External Resources

StreamSets engines can require access to external files and libraries, depending on how you design pipelines.

For example, JDBC stages require a JDBC driver to access the database. When you use a JDBC stage, you must make the driver available as an external resource.

When you create a deployment, you specify one of the following sources for external resources:
None
Use no configured source when using a single engine instance to get started with StreamSets, or when your pipelines do not require external resources.
When you use no source, external resources are defined in the engine instance rather than the deployment. When your pipelines require access to external resources, you can upload the files to the engine instance.
To use no configured source, set the External Resource Source property to None when configuring a deployment.
Archive file
Use an archive file that includes the external resources when the deployment launches multiple engine instances and when your pipelines require external resources.
When you use an external resource archive, external resources are defined in the deployment. When your pipelines require access to external resources, you extract the archive file, add the additional resources, and then compress the archive file again.
To use an external resource archive, set the External Resource Source property to Archive File when configuring a deployment.

External Resource Types

Depending on how you design pipelines, StreamSets engines can require access to the following types of external resources:
External Resource Type Description
Runtime resource files Files that define pipeline property values that are called from within a pipeline. For more information, see:
External libraries External libraries required by pipeline stages. External libraries can include JDBC or JMS drivers or external Java libraries. For more information, see:
Custom stage libraries Stage libraries for custom stages. For example, you might develop a custom processor to perform custom processing in a pipeline.
For more information, see Custom Stage Libraries in the Data Collector engine documentation.
Important: To use custom stage libraries, you must configure the deployment to use an external resource archive.

No Source

Configure the deployment to use no source for external resources when using a single engine instance to get started with StreamSets, or when your pipelines do not require external resources.

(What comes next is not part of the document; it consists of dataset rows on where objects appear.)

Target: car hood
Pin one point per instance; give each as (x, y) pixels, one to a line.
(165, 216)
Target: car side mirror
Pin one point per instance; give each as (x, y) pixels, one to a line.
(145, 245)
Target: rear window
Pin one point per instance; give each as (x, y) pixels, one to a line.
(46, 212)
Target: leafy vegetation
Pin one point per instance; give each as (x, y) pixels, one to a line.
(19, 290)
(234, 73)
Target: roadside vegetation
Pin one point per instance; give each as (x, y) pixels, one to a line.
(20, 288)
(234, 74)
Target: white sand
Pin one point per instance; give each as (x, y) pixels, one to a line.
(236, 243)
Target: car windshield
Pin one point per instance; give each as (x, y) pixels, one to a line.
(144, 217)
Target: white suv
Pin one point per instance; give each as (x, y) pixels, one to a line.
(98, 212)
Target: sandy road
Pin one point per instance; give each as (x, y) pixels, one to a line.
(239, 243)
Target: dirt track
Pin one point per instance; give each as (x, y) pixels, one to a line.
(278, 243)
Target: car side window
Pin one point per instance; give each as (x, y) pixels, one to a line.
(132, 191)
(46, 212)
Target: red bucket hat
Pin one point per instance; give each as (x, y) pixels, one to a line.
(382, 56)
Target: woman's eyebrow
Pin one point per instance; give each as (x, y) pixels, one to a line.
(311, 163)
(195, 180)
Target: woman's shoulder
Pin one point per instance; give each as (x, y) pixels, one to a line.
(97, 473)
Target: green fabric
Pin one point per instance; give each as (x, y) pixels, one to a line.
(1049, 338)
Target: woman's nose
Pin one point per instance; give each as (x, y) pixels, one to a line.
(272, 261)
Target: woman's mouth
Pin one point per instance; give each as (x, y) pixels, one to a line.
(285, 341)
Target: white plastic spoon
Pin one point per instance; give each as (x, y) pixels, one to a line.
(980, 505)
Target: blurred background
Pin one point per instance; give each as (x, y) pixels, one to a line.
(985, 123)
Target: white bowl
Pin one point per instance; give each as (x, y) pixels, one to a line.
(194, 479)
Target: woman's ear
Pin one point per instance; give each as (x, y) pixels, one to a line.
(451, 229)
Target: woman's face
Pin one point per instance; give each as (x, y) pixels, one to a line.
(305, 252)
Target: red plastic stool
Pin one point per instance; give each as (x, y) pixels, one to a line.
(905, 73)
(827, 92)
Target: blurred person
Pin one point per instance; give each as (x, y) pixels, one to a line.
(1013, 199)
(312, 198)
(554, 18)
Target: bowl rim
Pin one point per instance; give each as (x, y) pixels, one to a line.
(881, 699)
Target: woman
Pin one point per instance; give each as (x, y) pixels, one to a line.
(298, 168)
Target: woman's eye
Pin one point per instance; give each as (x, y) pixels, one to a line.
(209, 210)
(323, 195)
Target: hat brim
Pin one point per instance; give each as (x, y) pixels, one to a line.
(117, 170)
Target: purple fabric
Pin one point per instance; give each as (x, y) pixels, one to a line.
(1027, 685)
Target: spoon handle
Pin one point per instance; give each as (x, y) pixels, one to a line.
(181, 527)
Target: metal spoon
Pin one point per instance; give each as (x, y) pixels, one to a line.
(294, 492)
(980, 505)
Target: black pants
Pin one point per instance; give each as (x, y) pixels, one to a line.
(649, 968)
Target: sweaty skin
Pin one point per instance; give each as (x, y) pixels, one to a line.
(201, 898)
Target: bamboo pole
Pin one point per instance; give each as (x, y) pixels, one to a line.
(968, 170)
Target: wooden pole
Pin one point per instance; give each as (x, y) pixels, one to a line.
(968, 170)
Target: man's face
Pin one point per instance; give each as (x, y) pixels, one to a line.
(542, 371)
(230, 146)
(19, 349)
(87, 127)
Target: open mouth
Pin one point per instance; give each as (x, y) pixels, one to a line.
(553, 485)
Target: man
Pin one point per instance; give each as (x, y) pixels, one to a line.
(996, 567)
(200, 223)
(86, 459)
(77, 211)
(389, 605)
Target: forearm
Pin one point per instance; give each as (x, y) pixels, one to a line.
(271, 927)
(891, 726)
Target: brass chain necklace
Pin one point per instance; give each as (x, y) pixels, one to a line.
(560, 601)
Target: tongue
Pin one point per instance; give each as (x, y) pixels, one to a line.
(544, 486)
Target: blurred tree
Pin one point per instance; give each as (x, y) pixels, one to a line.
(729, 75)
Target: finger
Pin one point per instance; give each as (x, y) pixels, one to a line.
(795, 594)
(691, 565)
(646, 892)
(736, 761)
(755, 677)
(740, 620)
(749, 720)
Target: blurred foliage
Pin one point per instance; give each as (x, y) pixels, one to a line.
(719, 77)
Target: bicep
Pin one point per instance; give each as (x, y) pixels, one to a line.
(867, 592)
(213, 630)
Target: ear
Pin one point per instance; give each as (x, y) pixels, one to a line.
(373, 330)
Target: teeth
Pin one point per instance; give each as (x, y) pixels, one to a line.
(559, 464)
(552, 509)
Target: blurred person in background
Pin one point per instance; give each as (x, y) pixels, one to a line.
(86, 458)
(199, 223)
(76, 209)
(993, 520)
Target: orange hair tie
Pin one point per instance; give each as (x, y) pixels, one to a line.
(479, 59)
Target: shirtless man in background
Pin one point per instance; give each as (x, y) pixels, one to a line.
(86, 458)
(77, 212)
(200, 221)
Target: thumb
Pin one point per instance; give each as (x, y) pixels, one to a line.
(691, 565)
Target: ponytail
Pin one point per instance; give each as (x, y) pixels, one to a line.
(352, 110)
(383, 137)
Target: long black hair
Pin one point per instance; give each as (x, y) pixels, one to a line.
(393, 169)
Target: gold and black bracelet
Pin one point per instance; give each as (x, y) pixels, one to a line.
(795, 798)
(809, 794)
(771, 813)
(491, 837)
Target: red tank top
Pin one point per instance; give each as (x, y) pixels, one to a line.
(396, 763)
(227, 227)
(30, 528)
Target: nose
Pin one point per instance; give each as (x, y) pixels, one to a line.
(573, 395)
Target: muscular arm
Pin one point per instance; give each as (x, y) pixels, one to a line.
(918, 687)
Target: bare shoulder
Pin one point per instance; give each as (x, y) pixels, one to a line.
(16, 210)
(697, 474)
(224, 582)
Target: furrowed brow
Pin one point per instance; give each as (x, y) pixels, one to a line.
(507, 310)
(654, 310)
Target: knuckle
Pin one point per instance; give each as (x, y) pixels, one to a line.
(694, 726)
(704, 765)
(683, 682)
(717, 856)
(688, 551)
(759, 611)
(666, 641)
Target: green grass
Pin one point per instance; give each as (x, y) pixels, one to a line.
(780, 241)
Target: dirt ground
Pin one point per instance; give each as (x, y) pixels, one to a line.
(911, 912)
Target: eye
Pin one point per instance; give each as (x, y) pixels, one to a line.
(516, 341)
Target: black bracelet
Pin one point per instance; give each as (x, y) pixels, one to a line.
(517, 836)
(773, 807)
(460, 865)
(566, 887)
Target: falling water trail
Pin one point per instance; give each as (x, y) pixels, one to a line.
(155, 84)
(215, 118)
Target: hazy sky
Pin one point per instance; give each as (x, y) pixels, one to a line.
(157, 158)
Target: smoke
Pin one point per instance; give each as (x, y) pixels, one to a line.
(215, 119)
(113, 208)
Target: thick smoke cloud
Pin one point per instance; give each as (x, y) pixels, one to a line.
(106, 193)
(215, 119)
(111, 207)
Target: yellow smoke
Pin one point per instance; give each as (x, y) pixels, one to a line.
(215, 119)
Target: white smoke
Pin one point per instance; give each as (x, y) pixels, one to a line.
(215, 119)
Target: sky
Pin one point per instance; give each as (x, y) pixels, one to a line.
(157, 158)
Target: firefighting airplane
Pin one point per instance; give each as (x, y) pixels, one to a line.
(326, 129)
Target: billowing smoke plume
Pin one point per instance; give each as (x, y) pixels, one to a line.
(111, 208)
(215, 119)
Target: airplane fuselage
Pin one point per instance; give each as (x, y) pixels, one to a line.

When using no configured source for the deployment, you can upload external resources to the engine instance.
Important: To use custom stage libraries, you must configure the deployment to use an external resource archive.
The location that you use to upload external resources depends on the external resource type:
  • Runtime resource files - Use the engine details page.
  • External libraries - Use the pipeline canvas or the engine details page.
    Tip: In most cases, using the pipeline canvas is simpler because the stage library that requires access to the external library is automatically selected for you.

Uploading Resources from the Pipeline Canvas

When using no configured source for the deployment, you can upload external libraries, such as JDBC drivers, from the pipeline canvas.

  1. In the pipeline canvas, select the stage that requires an external library.
  2. In the Properties panel, click the External Libraries tab, and then click Upload External Library.

    The stage library that includes the stage is automatically selected.

  3. Click Browse File to choose the file to upload, and then click Upload.
  4. Click Restart Engine to enable the changes.

Uploading Resources from the Engine Details

When using no configured source for the deployment, you can upload runtime resource files and external libraries from the engine details page.

  1. In the Navigation panel, click Set Up > Engines.
  2. Click an engine type tab.
  3. Expand the details for the engine that you want to configure.
  4. Click View Engine Configuration, and then click the External Resources tab.
  5. Select the type of resource you are uploading:
    • Resources
    • External libraries
  6. Click the Upload icon: .
  7. If uploading an external library, select the stage library that needs to access the external library.
    For example, if you are installing a JDBC driver for the JDBC Multitable Consumer origin, select the JDBC stage library. If you are installing an external Java library for the Groovy Evaluator processor, select the Groovy stage library.
    Tip: If you upload external libraries from the pipeline canvas, the required stage library is automatically selected for you.
  8. Click Browse File to choose the file to upload, and then click Upload.
  9. Click Restart Engine to enable the changes.

Removing Resources

When using no configured source for the deployment, you can remove existing runtime resource files and external libraries from the engine details page.

Remove outdated or unused runtime resource files and external libraries to prevent them from being incorrectly used when running a pipeline.

  1. In the Navigation panel, click Set Up > Engines.
  2. Click an engine type tab.
  3. Click the name of the engine that you want to configure.
  4. Click the External Resources tab, and then click the external resource type that you want to remove:
    • Resources
    • External libraries
  5. Select the resources that you want to remove, and then click the Delete icon: .
  6. Click Restart Engine to enable the changes.

Archive File as the Source

Configure the deployment to use an external resource archive when a deployment launches multiple engine instances and when your pipelines require external resources.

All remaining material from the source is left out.